Short-Chain Fatty Acids. Upon fermentation of dietary fiber, bacterial metabolites such as SCFAs are produced in the colon. SCFA mediates the communication between the commensal microbiota and the immune system affecting the balance between pro- and anti-inflammatory responses. The beneficial effects of butyrate on colonic health are particularly well established (183). Microbial-derived butyrate and to a lesser extent acetate and propionate, can facilitate the generation of extrathymic Foxp3+ Tregs which are crucial for limiting intestinal inflammation (17, 184, 185) (Figure 3). Presence of butyrate during human DC maturation results in a tolerogenic phenotype, with an increased expression of IL-10 (186, 187), further supporting the regulatory potential of SCFAs (Figure 3). SCFA can signal through the activation of specific G-protein coupled receptors (GPCRs), GPR41, GPR43, GPR109, which are particularly expressed in immune cells, e.g., polymorphonuclear leukocytes, and are suggested to participate in immune surveillance of the colonic mucosa affecting the balance between pro- and anti-inflammatory responses (188). GPR43 is additionally expressed in the colonic epithelium where it can mediate SCFA-regulated effects on epithelial barrier and proliferation (Figure 3). Butyrate is also a natural ligand for PPARγ, which is expressed in colonic epithelial cells, macrophages and lymphocytes. Colonic PPARγ expression is linked to host–microbe interactions with natural (e.g., SCFA—butyrate, conjugated LA) and synthetic (e.g., 5-aminosalicylic acid) PPARγ ligands preventing inflammation in experimental colitis (189).

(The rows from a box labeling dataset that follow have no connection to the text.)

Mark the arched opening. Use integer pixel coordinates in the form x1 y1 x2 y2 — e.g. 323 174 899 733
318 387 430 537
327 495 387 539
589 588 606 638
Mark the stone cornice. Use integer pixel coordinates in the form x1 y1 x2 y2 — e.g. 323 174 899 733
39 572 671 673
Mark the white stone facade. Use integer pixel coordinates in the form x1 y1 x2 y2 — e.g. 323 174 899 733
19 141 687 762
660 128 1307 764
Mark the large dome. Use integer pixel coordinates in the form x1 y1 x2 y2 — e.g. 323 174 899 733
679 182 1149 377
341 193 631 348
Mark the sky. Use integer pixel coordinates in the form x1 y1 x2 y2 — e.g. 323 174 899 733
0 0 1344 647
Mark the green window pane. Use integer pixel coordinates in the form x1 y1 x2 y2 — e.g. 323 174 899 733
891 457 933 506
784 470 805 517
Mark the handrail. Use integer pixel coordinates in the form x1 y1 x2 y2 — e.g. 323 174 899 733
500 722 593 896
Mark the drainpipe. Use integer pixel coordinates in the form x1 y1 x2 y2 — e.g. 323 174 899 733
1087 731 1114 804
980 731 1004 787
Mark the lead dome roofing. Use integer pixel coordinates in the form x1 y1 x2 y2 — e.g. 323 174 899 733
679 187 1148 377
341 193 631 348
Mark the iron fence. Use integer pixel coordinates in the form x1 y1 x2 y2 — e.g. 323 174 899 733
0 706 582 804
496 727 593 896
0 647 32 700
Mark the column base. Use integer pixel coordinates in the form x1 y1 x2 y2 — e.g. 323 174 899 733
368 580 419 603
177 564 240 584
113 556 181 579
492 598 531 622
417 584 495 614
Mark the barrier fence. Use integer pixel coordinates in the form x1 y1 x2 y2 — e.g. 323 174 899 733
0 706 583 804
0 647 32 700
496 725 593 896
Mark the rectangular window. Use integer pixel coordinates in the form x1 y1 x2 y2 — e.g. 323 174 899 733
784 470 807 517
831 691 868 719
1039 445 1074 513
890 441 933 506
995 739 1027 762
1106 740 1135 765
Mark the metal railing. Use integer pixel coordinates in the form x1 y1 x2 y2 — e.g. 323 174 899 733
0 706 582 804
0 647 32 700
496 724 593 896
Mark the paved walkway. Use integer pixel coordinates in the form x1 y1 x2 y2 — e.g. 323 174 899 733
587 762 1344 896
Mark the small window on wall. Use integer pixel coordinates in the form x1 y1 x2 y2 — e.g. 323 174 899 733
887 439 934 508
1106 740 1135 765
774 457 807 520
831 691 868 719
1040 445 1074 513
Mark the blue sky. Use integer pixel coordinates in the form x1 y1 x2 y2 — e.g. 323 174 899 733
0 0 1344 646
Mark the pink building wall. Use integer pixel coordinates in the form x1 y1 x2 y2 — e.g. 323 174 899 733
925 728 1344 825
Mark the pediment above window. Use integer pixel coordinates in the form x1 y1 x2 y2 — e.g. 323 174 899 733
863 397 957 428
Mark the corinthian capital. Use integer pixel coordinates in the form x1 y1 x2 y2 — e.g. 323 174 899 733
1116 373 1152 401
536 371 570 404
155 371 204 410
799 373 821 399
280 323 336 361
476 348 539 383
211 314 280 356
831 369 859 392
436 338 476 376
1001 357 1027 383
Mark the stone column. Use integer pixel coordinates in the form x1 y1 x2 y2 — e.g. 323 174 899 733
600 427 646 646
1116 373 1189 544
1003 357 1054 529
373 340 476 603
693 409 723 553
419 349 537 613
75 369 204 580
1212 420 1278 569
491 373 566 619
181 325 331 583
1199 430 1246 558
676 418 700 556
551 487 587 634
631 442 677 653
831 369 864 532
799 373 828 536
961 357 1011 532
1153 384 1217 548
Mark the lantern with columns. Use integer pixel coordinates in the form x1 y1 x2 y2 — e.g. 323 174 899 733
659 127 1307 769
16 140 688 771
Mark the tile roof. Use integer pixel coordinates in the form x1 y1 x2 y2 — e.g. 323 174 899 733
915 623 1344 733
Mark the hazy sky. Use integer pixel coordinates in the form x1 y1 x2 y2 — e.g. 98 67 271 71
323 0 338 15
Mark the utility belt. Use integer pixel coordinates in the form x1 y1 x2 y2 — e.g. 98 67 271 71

A significant decrease in the number of butyrate-producing bacteria including Eubacterium rectale/Roseburia spp (which belong to Clostridium coccoides) and F. prausnitzii (which belong to Clostridium leptum cluster), both within the Firmicutes phylum was revealed in patients with UC and CD (190, 191). In patients with UC, colonic irrigation with butyrate is able to limit inflammation and in experimental models it ameliorates inflammation and modifies microbial composition (183, 192).
In the Canadian CHILD study the SCFA acetate was reduced in the feces of infants with atopy and wheeze (83). Feeding a high fiber diet to mice has resulted in gut microbiota alteration which concomitantly leads to increased serum SCFAs, such as acetate and propionate, and alleviates allergic asthma symptoms (Figure 3). These SCFAs induced an enhanced DC and macrophage phagocytosis and reduced Th2 responses in the murine lung (17, 23, 193). Furthermore, binding of propionate to GPR41 and acetate and propionate to GPR43 also supported the reduction in airway inflammation (17, 23, 194, 195). These microbiota-mediated effects are also linked to maternal influences of asthma risk, where high serum acetate concentrations, but not propionate, in pregnant mothers’ correlate with reduced asthma risk and are thought to modulate Tregs biology of the fetus (17). These findings clearly point to a crosstalk between the gut and the lung via SCFA in asthma and between the microbiota and the intestine in IBD, indicating that treatments aiming to increase SCFAs and SCFA producing bacteria should be further investigated.
Proteins consist of carbon, hydrogen, oxygen, and nitrogen elements. They are essential nutrients and are involved in virtually all physiological functions. High protein intake, especially animal derived protein, is associated with an increased risk of CD (196). In asthmatics high ingestion of cured meats is linked with worsening of symptoms (24).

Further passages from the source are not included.